We can also look at each month of the year separately. Here’s the Northern Hemisphere:
And here’s the Southern Hemisphere:
In the Northern Hemisphere, variability is obviously greater in winter than in summer. The variability in the Southern Hemisphere winter seems slightly greater than in summer, but much less so than in the Northern Hemisphere. These are differences that I’ll take account of when modeling this data later.
I’ve marked 1955 by a short line at the bottom. In the Northern Hemisphere, the dip in January temperatures from 1955 to 1975 seems odd, since it doesn’t show up in December and February, but it’s hard to be sure that it’s not a real climatic effect. Something does happen around 1955 in the Southern Hemisphere plots, which increases the variance in May and August, and maybe June, July, and September. This can be confirmed by looking at plots for each of the 12 months of the year that show the difference of the anomaly for that month from the average anomaly for that month in the three preceding and three following years:
May through September seem to have higher variability in the years after 1955, and this is very clear for at least May and August. In contrast, similar plots for the Northern Hemisphere show no change in variance, or perhaps a slight decline after 1955 for May and June. It’s hard to see how this Southern Hemisphere variance change can reflect a real change in climate, given its abrupt onset, and that it does not appear in the Northern Hemisphere. More likely, it is an artifact of how the data is processed. A rapid improvement in quality of measurements after World War II might also be a possible explanation (though one would expect that to lead to less variability, rather than more).

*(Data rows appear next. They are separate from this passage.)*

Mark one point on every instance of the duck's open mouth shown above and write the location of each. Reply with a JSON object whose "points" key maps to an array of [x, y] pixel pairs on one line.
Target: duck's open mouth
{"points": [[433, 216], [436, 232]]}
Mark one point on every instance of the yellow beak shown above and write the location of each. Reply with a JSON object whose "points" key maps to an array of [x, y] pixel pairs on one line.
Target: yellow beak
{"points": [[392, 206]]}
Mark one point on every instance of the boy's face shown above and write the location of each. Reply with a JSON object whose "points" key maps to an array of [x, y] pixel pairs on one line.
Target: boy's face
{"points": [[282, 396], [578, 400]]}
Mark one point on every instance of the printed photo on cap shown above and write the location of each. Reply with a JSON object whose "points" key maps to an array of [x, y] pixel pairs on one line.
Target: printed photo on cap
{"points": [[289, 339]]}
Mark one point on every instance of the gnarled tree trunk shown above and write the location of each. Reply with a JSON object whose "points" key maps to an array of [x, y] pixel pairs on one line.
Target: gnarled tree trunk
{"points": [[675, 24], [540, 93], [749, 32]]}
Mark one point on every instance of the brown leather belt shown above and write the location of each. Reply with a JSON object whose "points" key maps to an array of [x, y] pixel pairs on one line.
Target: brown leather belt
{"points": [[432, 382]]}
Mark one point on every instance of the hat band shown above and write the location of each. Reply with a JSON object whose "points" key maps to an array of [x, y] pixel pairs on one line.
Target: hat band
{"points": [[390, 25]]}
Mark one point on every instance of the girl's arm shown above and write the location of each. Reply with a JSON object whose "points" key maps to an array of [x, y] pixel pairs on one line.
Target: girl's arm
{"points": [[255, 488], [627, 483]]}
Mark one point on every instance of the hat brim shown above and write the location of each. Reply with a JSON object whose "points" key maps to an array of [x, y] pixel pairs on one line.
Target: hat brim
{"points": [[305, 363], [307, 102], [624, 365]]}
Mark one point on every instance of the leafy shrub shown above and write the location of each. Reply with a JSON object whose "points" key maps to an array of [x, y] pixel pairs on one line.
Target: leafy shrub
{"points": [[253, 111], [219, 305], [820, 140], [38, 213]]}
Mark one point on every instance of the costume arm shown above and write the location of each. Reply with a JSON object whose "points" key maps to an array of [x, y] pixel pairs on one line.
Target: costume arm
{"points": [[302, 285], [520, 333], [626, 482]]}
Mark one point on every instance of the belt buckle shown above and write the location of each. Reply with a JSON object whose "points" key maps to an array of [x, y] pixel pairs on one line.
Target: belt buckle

Whatever the reason, it seems that relying on GISS data before 1955 might be unwise. In my later analyses, I will look at data only from 1959, since that is when some other related data sets begin, or from 1979 when comparing to the UAH data.
I note that obtaining all but the most recent GISS data is difficult. Some versions can be accessed at the wayback machine, but many versions apparently saved there produce an ‘access denied’ error. UAH has an extensive archive, but even it seems not to have all the versions that were distributed. GISS distributes the programs they use, but only the current version. I can’t find any programs at the UAH website. Both GISS and UAH ought to have a public repository that uses a source-code control system such as git, which would allow all versions of programs, raw data, and processed data to be accessed, with documentation of all changes.
To reproduce the results in this post, you will first need to download the data using this shell script (which downloads other data too, that I will use for later blog posts), or manually download from the URLs it lists if you don’t have wget. You then need to download my R script for reading these files, and my R script for making the plots (and rename them to .r from the .doc that wordpress requires). Finally, run the second script in R as described in its opening comments.